Le film de la semaine, la Palme d'or Une affaire de famille

BLOGUE / Il était écrit dans le ciel de Cannes que Kore-Eda Hirokazu finirait par remporter la Palme d’or. Une affaire de famille (Mankibi Kasoku), film parfaitement maîtrisé et portant la marque d’un grand humaniste, creuse le sillon habituel du réalisateur japonais, celui de ses interrogations sur ce qui constitue une famille...

Kore-Eda Hirokazu en était à sa cinquième présence en compétition officielle sur la Croisette, où, en 2013, il remporte le Prix du jury de Cannes pour Tel père, tel fils, comédie douce-amère qui s'interrogeait sur les liens filiaux et l'amour inconditionnel que portent les parents à leurs enfants. 

Notre petite sœur, en 2015, portait sur trois sœurs dans la vingtaine en deuil de leur père qui découvre avec stupéfaction qu’ils ont une demi-sœur... Nobody Knows (2004) racontait l’histoire de quatre enfants nés de pères différents qui sont abandonnés par leur mère.

Aucune surprise, donc, à ce que le cinéaste offre cette fois une variation sur le même thème, explorant ce qui unit les membres d'une maisonnée : liens du sang ou affectifs? 

Il met en scène une famille de Bougon (en moins extrême et dysfonctionnelle) qui évolue en marge de la société avec le système D. Elle tourne autour d’Osamu (Lili Franky), qui travaille au noir dans la construction et arrondit ses fins de mois avec du vol à l’étalage. Sa femme (Sakura Ando) travaille dans une blanchisserie et vide les poches des vêtements.
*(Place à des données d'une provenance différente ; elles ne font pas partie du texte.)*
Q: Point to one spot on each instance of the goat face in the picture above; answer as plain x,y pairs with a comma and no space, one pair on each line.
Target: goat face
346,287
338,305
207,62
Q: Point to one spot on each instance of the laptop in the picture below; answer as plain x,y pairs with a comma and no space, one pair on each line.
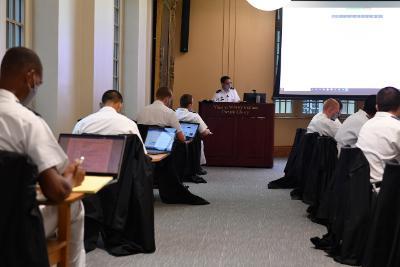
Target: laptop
189,129
159,140
103,153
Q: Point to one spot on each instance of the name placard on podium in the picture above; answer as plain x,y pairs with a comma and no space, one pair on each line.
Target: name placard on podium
243,134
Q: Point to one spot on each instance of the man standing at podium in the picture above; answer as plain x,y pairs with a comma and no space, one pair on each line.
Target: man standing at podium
227,93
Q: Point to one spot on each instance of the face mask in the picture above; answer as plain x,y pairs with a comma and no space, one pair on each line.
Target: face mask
30,96
226,86
335,116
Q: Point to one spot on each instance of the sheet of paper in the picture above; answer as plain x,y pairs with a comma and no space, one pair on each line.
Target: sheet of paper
92,184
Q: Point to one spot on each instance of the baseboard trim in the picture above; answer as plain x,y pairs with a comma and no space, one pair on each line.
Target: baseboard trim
282,151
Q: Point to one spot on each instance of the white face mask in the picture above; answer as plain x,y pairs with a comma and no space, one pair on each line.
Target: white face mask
335,116
226,87
32,93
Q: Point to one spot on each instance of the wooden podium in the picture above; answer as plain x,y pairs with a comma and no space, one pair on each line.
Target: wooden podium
243,134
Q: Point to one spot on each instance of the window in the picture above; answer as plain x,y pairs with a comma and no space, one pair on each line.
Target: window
117,36
15,23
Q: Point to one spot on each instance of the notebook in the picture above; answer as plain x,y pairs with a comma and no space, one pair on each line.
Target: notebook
189,129
159,140
103,158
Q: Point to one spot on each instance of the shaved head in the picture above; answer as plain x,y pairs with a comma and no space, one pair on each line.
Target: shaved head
331,107
21,73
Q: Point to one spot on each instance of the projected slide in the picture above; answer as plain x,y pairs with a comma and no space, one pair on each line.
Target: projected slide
339,51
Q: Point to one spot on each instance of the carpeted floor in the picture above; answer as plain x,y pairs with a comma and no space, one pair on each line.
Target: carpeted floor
245,225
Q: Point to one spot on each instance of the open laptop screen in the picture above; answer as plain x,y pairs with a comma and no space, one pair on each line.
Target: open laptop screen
160,139
103,153
189,129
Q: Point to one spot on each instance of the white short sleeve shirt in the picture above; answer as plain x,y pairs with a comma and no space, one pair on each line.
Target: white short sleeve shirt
107,121
24,132
323,125
226,96
160,115
184,114
379,139
347,134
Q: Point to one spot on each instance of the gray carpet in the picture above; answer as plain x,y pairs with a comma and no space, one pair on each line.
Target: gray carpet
245,225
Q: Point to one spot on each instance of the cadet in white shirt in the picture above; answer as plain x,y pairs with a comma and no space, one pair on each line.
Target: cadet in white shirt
227,93
185,113
24,132
379,138
347,134
160,114
326,122
108,120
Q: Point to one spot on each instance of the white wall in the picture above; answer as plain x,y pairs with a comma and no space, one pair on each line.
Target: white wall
3,15
74,39
45,43
103,49
137,55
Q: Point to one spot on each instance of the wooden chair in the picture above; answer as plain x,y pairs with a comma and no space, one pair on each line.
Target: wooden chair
58,249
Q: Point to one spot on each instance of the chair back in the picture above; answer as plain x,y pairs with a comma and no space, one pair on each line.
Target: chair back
290,164
22,237
304,163
319,180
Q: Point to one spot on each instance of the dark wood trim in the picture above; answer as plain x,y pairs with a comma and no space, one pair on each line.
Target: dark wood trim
282,151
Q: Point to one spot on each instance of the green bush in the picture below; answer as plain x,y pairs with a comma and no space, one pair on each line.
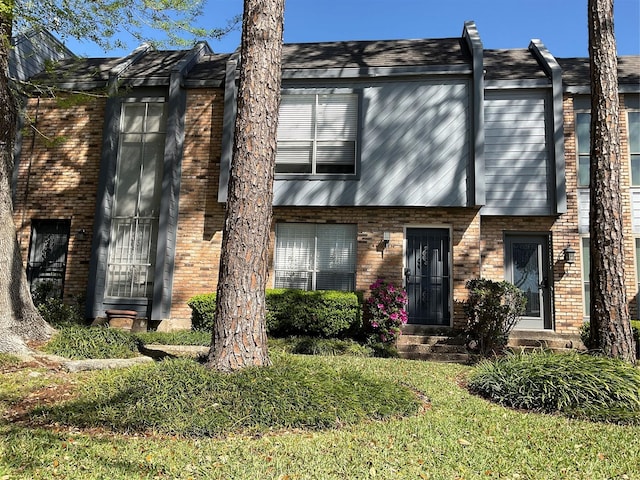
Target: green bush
585,335
324,314
576,385
53,310
93,342
492,310
294,312
320,346
180,337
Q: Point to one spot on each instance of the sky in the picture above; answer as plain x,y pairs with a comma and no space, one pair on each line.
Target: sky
560,24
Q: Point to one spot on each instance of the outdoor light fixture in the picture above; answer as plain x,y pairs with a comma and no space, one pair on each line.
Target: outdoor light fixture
384,243
569,255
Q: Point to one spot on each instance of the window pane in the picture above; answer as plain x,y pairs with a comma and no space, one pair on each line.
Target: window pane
133,117
316,256
155,118
583,128
336,247
586,267
337,117
294,157
296,117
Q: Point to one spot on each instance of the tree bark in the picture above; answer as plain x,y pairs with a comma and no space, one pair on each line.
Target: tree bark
239,335
609,322
19,319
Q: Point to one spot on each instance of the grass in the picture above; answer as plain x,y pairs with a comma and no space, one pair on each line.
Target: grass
459,436
580,385
183,397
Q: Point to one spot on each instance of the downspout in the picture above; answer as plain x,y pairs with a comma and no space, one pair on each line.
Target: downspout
476,185
23,221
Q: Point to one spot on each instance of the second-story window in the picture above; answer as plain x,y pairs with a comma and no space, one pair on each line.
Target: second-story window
634,146
317,134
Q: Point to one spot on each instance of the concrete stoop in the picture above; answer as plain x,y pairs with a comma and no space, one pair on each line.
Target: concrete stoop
425,343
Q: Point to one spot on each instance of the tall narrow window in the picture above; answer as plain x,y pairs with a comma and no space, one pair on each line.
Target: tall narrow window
586,267
634,146
317,134
47,263
315,256
134,224
583,128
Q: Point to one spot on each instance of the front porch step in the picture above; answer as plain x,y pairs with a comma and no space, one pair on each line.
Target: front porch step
418,343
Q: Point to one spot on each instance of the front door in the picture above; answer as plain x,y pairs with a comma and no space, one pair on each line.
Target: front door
528,268
427,276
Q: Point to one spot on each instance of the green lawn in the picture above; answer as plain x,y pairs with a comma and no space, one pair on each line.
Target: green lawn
459,436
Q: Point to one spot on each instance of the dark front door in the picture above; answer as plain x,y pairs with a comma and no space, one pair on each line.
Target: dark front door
427,276
528,268
48,256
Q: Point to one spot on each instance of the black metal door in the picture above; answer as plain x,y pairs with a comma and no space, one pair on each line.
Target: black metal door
48,255
427,276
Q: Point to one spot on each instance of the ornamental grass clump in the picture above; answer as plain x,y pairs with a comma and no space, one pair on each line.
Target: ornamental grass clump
385,311
576,385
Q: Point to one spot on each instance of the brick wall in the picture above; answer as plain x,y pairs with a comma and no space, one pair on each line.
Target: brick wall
200,217
58,175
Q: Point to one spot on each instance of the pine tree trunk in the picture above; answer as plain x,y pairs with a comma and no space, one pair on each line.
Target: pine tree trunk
610,325
239,335
19,319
Ils ont «adopté» Shōta (Kairi Jō), un garçon trouvé dans une auto qui accompagne Osamu dans ses razzias, et Aki, une ado qui a quitté ses parents et travaille comme strip-teaseuse. Tout ce beau monde vit sous le toit d’Hatsue (feue Kirin Kiki), dans une modeste maison d’une banlieue de Tokyo, lorsqu’ils recueillent dans la rue Yuri (Miyu Sasaki), une petite fille qui semble livrée à elle-même.

Nos voleurs à la petite semaine, malgré leurs moyens limités, vivent heureux — parce qu’ils ont choisi et accepté les membres de leur ménage. Jusqu'à ce qu'un incident impliquant Shōta, qui commence à avoir des problèmes de conscience, vienne distendre leurs attaches. Une affaire de famille prend alors un tour beaucoup plus dramatique et bouleversant. 

Ce film délicat met en scène une réalité souvent cachée dans les sociétés dites riches : celle des laissés pour compte qui aspirent à une vie meilleure, mais qui sont souvent laissés à eux-mêmes. Ce nouvel opus du cinéaste compte sur des personnages attachants ainsi qu'une réalisation attentive et peu intrusive.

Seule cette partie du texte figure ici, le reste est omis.